Malgré tout, on tient bien là un double album, en tout cas en terme de durée (si on part du principe d'une édition originale sur vinyle). Et si de nombreux morceaux comme "Izabella", "Stepping Stone", "Hey Baby (New Rising Sun)" et "Earth Blues" n'étaient pas envisagés officiellement sur le projet par Hendrix (en gardant toujours en mémoire la fameuse D-Side non renseignée), le fait qu'ils aient été les plus avancés parmi les multiples chutes de studio disponibles plaide en faveur de leur probable intégration au projet final à l'époque.
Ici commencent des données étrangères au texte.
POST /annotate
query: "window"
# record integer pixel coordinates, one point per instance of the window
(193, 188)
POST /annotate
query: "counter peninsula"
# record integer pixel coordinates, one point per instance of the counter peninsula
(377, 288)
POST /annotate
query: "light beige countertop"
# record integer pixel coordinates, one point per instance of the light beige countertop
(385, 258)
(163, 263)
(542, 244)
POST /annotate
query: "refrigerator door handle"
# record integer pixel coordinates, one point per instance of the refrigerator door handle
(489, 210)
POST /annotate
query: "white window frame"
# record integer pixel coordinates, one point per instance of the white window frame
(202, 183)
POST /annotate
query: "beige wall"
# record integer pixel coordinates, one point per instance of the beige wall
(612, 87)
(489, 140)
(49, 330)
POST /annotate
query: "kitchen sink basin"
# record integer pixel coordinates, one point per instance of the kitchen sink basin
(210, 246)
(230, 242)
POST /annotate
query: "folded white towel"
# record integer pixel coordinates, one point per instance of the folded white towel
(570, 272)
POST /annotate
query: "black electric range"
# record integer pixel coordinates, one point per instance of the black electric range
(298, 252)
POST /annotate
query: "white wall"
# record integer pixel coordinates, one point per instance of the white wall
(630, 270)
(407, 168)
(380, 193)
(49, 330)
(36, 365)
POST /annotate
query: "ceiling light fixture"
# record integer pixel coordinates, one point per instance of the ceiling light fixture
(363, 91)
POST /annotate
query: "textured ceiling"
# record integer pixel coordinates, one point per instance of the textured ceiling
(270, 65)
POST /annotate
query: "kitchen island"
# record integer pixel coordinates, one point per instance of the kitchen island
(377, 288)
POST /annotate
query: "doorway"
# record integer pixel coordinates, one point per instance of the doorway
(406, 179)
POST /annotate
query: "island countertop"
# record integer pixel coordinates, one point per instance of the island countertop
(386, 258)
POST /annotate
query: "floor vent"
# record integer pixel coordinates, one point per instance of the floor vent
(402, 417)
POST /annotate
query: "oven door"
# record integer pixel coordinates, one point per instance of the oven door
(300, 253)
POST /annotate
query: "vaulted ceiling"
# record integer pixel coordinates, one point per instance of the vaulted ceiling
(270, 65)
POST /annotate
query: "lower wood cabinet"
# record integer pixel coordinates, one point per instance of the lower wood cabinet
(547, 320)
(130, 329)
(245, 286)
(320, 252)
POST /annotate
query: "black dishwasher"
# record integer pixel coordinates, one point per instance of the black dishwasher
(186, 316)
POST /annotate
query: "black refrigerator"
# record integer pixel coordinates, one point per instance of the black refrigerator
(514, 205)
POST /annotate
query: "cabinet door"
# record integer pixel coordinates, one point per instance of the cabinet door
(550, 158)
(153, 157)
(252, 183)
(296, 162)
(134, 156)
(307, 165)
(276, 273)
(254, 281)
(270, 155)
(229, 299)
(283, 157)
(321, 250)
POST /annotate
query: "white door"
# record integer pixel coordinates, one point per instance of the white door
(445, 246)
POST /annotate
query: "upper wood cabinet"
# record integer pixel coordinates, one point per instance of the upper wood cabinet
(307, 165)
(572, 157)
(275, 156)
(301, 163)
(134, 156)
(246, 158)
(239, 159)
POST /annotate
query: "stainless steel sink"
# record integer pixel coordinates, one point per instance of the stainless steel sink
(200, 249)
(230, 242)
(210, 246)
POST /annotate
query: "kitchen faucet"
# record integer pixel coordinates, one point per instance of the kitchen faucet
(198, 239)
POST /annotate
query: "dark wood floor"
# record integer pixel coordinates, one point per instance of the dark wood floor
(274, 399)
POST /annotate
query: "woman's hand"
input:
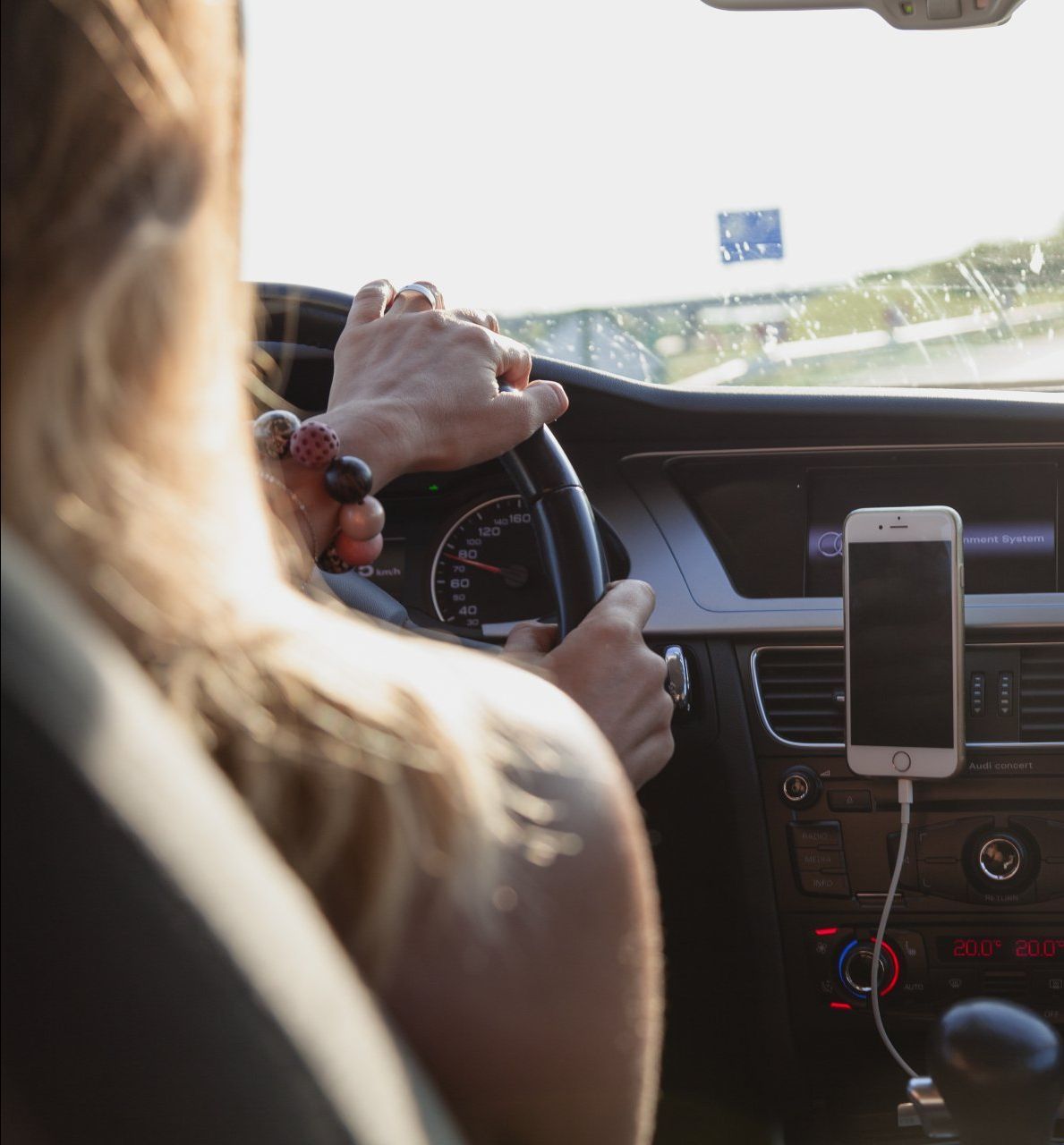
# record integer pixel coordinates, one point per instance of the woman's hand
(605, 666)
(417, 388)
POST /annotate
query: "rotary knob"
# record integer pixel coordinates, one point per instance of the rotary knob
(1001, 859)
(855, 969)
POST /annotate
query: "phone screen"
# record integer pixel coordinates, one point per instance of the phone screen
(900, 639)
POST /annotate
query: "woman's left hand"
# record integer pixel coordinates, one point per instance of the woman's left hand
(416, 387)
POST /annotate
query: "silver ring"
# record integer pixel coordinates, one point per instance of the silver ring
(426, 293)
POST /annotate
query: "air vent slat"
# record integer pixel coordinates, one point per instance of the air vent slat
(1042, 694)
(798, 690)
Du moins, c'est ce que semble penser Eddie Kramer, qu'il serait hasardeux voir malhonnête de taxer d'intéressement. Après tout, s'il existe un homme capable d'appréhender au mieux ce fameux album posthume, c'est bien lui. Toutes les autres jérémiades émises de-ci de-là par les amateurs éclairés du guitariste prodige, intégration de tel morceau plutôt qu'un autre et autre choix dans l'enchainement des titres, relève uniquement de la science fiction. D'ailleurs, pour les déçus qui voudront se forger leur propre playlist, on signalera que la quasi-totalité des morceaux qui auraient pu être incorporés à ce First Rays Of The New Rising Sun est présente sur le recueil de B-Sides édité également en 1997, South Saturn Delta.